The Codebase for Causal Distillation for Language Models.

Overview

Python 3.7 License CC BY-NC

Causal Distillation for Language Models

Zhengxuan Wu*,Atticus Geiger*, Josh Rozner, Elisa Kreiss, Hanson Lu, Thomas Icard, Christopher Potts, Noah D. Goodman

The is an implementation of our preprint Causal Distillation for Language Models. The standard approach to distillation trains a student model against two objectives: a task-specific objective (e.g., language modeling) and an imitation objective that encourages the hidden states of the student model to be similar to those of the larger teacher model.
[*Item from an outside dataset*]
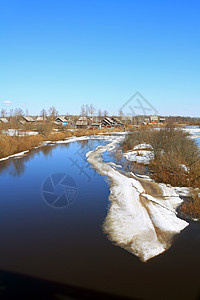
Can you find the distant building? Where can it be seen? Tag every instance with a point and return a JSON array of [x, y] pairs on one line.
[[118, 123], [3, 120], [40, 119], [82, 122], [162, 119], [154, 119], [24, 120], [95, 126], [61, 120]]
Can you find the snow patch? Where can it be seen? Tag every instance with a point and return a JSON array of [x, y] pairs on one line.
[[136, 221]]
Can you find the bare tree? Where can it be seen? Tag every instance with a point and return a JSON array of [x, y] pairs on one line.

In this paper, we show that it is beneficial to augment distillation with a third objective that encourages the student to imitate the causal computation process of the teacher through interchange intervention training (IIT).

We fork our main codebase from the Huggingface Distillation Interface.

Release Notes

12/02/2021 Our paper on Interchange Intervention Training (IIT) is released! Read this more formal definition of the method.
12/06/2021 Released the causal distillation codebase with the preprint.
12/06/2021 Released evaluation results on distilled tiny-BERT (3 layers) with the Wiki-Text 103M dataset.
⬜️ Released evaluation results on causal-distilled tiny-BERT (3 layers) with the Wiki-Text 103M + BookCorpus dataset.
⬜️ Released evaluation results on causal-distilled BERT (6 layers) with the Wiki-Text 103M + BookCorpus dataset.
⬜️ Released more ablation studies.
⬜️ Released causal-distilled tiny-BERT (3 layers) model files.
⬜️ Released causal-distilled BERT (6 layers) model files.
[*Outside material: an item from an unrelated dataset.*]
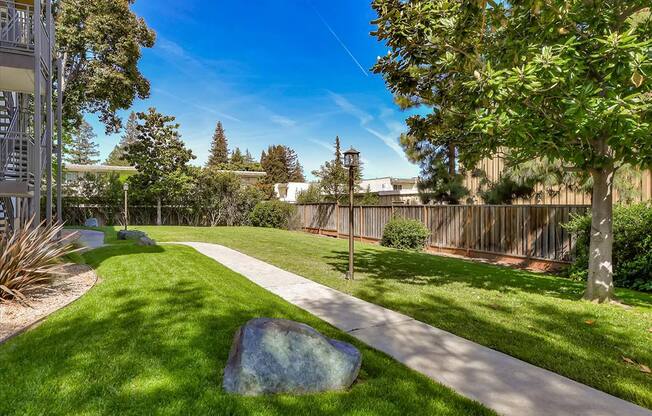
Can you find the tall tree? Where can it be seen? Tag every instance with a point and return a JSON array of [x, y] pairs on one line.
[[281, 164], [565, 80], [100, 42], [219, 153], [82, 149], [159, 155], [334, 177], [117, 155]]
If you experience any issues or have suggestions, please contact me either thourgh the issues page or at [email protected].

Benchmark Results

Here are the results on the dev sets of GLUE:

Model Average-score CoLA MNLI MRPC QNLI QQP RTE SST-2 STS-B WNLI
DistilBERT (3 layers) 67.81 22.8 71.6 78.2 82.1 84.3 55.4 86.5 56.7 24.2
CausalBERT (3 layers) 69.71 25.0 72.9 78.6 83.1 84.9 55.4 86.9 66.5 21.5

1 Average-score computed without WNLI.

Main Contents

Citation

If you use this repository, please cite the following two papers: paper for interchange intervention training, and paper for the our distillation method.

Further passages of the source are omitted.